Bob Lutz, again?

May 27th, 2010 § 0

Recently Bob Lutz retired from his post as vice chairman of General Motors after a 47-year career, including executive positions at BMW, Ford and Chrysler.

Bob was a bigger-than-life personality known for his outspoken character, blunt at times, and very good talent to inspire and, often, provoke. For sure he was a very controversial figure in the automotive industry. Reading blogs, forums and various articles on the internet, the opinions can’t be more diverse.
Bob Lutz was a brand himself with a very powerful image.

The truth is he was one of the very few top executives in Detroit who understood the real value of design in the car business. And he understood not just the value of the design but the design itself. He could have a real exchange of ideas with designers at any level, being a good source of inspiration, motivation and advice. He used this talent to connect two parts of a company which, especially in Detroit, are very segregated. One is the business itself, logical, analytical, based on numbers and exploring the existing. The other is the design, emotional, intuitive, a lot of times based on gut feeling.

Bob Lutz became known to the public at large while at Chrysler, between 1986-1998. He was initially responsible for the product development and later became president and COO and then vice chairman. Under his leadership, the design, under Tom Gale, made a lot of progress, being recognized for its originality and risk taking. Chrysler perhaps lacked in engineering, the performance and reliability of its cars being below the competition, and even in design, the interiors were never at the level of the exteriors. Lutz was a blow of fresh air for the corporation, but the exterior, as the only positive part of the product, a successful brand does not make.

In 2001, when Lutz was hired by GM, the corporation had already in place an initiative for improving the quality of its interiors and the engineering was in a much better shape than Chrysler’s.
Between 2001 and 2009 I worked on several interior projects and also in a new group specifically entrusted to ensure GM vehicles meet high quality targets. I could see Lutz’s initiatives taking shape, resulting in the current lineup which today is, from the exterior and interior design and perceived quality point of view, close or equal to the competition. The latest models, such as Cadillac CTS and SRX, Chevrolet Malibu, Buick Enclave and the now gone Saturn Aura and Vue are light-years ahead in design, engineering and quality, of what the same corporation was making in the ‘80s, ‘90s and even the first half of the 2000s. GM perhaps overlooked one of the most important ingredients necessary in this business: brand image. Adding the “GM mark of quality” logo on each vehicle doesn’t mean anything because “a brand is not what you say it is. It’s what THEY (the consumers) say it is” as Marty Neumeier points out in his book.

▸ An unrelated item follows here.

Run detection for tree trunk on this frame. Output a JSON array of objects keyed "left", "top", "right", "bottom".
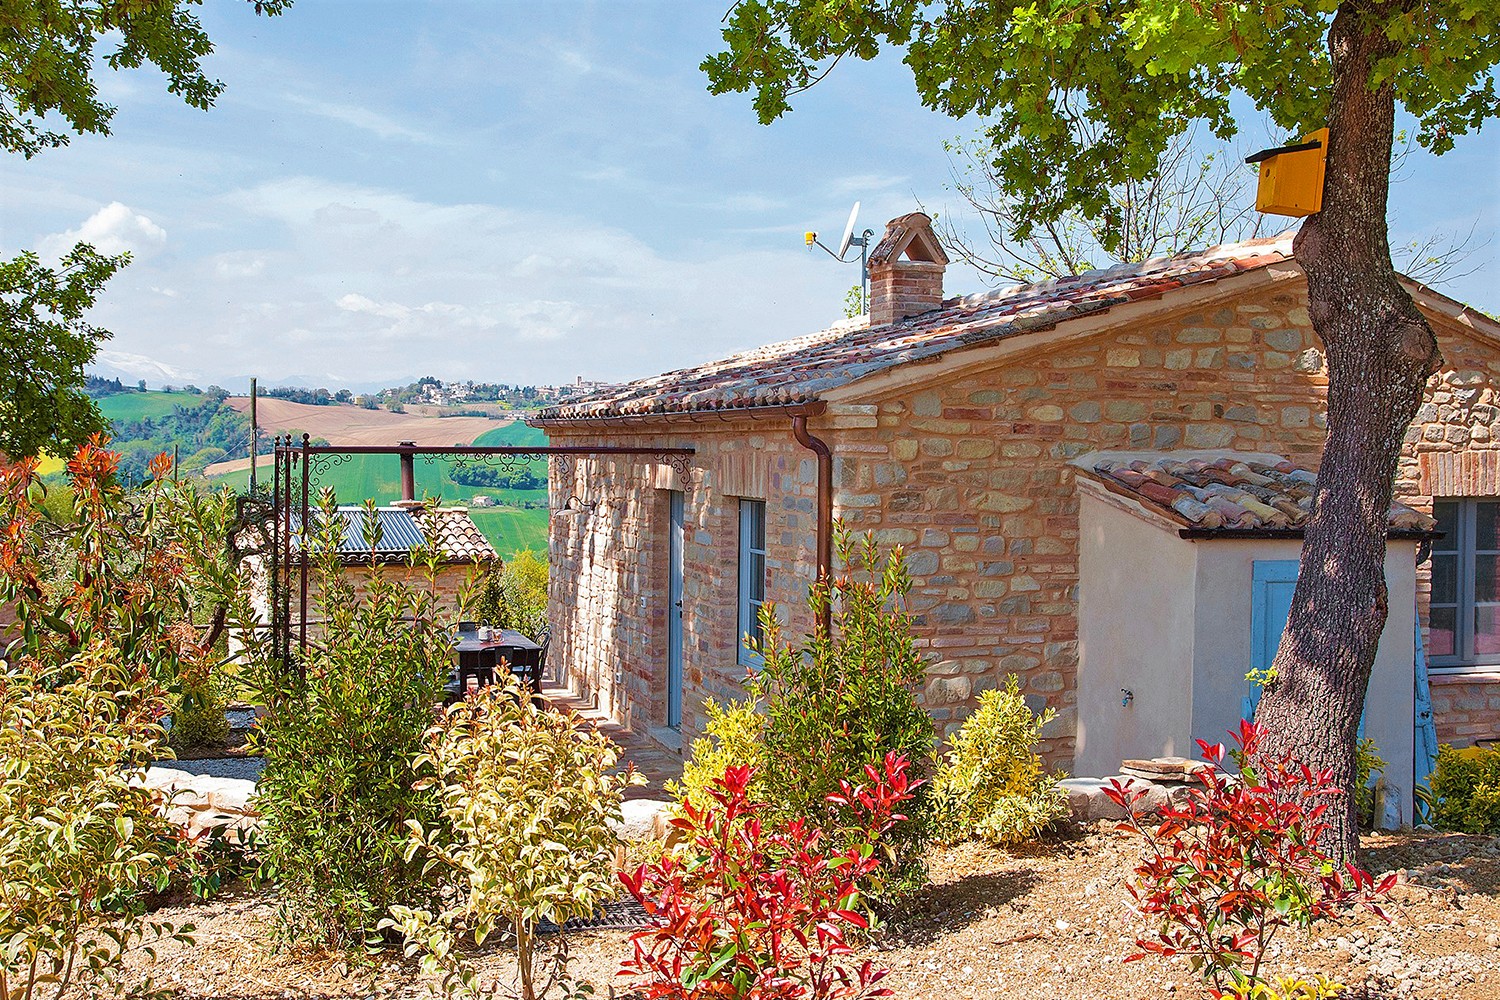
[{"left": 1253, "top": 4, "right": 1443, "bottom": 862}]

Both, Chrysler and GM, look like unfinished business for Lutz. Is that because he was a maverick trying to change the Detroit culture a little at a time? Or was he part of the culture itself and tried to improve it without changing the culture?

At 76, Bob Lutz seems full of energy and one should not be surprised to see him again in a leading position with a car company.

Just one month after publishing this post, on June 28, 2010 Automotive News (sub) announces that Lotus Cars Ltd. is poised to tap Bob Lutz to advise the British niche carmaker on a five-year turnaround plan.